Another way was also chosen. A scattering graph was constructed by taking the numbers themselves on one axis and the values on the other. If it can be proved that in any sequence of the algorithm there is a number smaller than the original one, it is possible to confirm the Collatz hypothesis. But any initial number is reduced to a smaller number, which in its own sequence will lead to a number even smaller, etc., up to 1.
That is, the only possible outcome for this particular case is the 4-2-1 cycle, but it has not yet been possible to prove this.
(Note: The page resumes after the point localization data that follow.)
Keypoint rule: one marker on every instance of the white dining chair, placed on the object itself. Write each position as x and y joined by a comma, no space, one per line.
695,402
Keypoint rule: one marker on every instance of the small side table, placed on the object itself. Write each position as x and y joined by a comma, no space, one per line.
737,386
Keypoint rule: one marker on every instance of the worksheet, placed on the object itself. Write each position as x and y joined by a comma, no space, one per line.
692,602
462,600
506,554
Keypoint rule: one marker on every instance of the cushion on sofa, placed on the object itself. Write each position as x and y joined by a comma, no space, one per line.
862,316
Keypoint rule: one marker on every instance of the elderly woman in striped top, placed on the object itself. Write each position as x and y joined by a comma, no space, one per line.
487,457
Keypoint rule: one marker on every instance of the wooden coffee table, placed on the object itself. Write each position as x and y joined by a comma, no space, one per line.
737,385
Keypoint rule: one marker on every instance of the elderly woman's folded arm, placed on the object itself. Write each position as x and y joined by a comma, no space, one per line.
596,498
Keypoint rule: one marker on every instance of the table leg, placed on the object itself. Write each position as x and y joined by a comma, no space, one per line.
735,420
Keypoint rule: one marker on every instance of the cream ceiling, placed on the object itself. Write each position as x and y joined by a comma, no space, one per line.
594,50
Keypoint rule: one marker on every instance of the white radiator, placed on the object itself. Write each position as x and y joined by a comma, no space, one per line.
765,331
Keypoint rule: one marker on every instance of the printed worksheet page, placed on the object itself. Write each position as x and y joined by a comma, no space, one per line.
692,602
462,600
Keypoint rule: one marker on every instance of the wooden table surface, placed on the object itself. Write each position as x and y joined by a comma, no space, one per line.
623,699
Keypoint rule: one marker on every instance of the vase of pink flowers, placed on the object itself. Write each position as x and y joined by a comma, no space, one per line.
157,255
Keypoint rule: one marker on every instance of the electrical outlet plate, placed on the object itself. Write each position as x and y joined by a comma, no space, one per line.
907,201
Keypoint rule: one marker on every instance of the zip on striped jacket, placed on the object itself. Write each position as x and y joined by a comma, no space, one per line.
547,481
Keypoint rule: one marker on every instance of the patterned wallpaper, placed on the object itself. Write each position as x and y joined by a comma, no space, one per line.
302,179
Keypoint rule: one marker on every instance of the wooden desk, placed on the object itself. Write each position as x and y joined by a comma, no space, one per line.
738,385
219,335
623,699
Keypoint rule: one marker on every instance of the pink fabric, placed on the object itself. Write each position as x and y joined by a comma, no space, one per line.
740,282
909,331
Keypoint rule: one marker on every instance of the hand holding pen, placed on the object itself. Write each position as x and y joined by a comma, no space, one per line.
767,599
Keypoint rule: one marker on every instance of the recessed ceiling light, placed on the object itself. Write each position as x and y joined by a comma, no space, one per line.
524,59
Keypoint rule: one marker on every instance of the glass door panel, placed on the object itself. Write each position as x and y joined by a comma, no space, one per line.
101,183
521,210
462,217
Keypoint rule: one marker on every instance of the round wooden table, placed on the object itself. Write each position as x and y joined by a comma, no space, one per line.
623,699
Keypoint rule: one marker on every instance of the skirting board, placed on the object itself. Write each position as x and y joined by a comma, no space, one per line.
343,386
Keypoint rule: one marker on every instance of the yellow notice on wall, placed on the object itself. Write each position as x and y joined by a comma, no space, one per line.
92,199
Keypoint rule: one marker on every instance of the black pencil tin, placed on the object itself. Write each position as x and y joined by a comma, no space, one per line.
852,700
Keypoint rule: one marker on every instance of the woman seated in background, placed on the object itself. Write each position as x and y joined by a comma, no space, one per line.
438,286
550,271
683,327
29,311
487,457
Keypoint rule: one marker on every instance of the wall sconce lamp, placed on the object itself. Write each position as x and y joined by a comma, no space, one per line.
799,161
Although in 1976, Riho Terras showed that almost all sequences include values below the original one. In 1979, it was shown that the values would be less than the original ones by these values raised to the power of 0.869. Later, in 1994, the degree became more precise – 0.7925. Here, almost all the numbers mean that when the initial values tend to infinity, the proportion of the limiting function tends to 1. In 2019, mathematician Terry Tao was able to prove that this algorithm obeys even stricter restrictions.
He managed to show that all numbers will be less than the values of the function at any point, provided that the limit of the function, when the variable tends to infinity, will be equal to infinity. In this case, the function can grow arbitrarily slowly, the same logarithm, or logarithm logarithm, or logarithm logarithm, etc. This allows us to assert that arbitrarily small numbers exist in the series of any initial number. And as it was said in 2020, only a direct proof of the hypothesis can be better than this.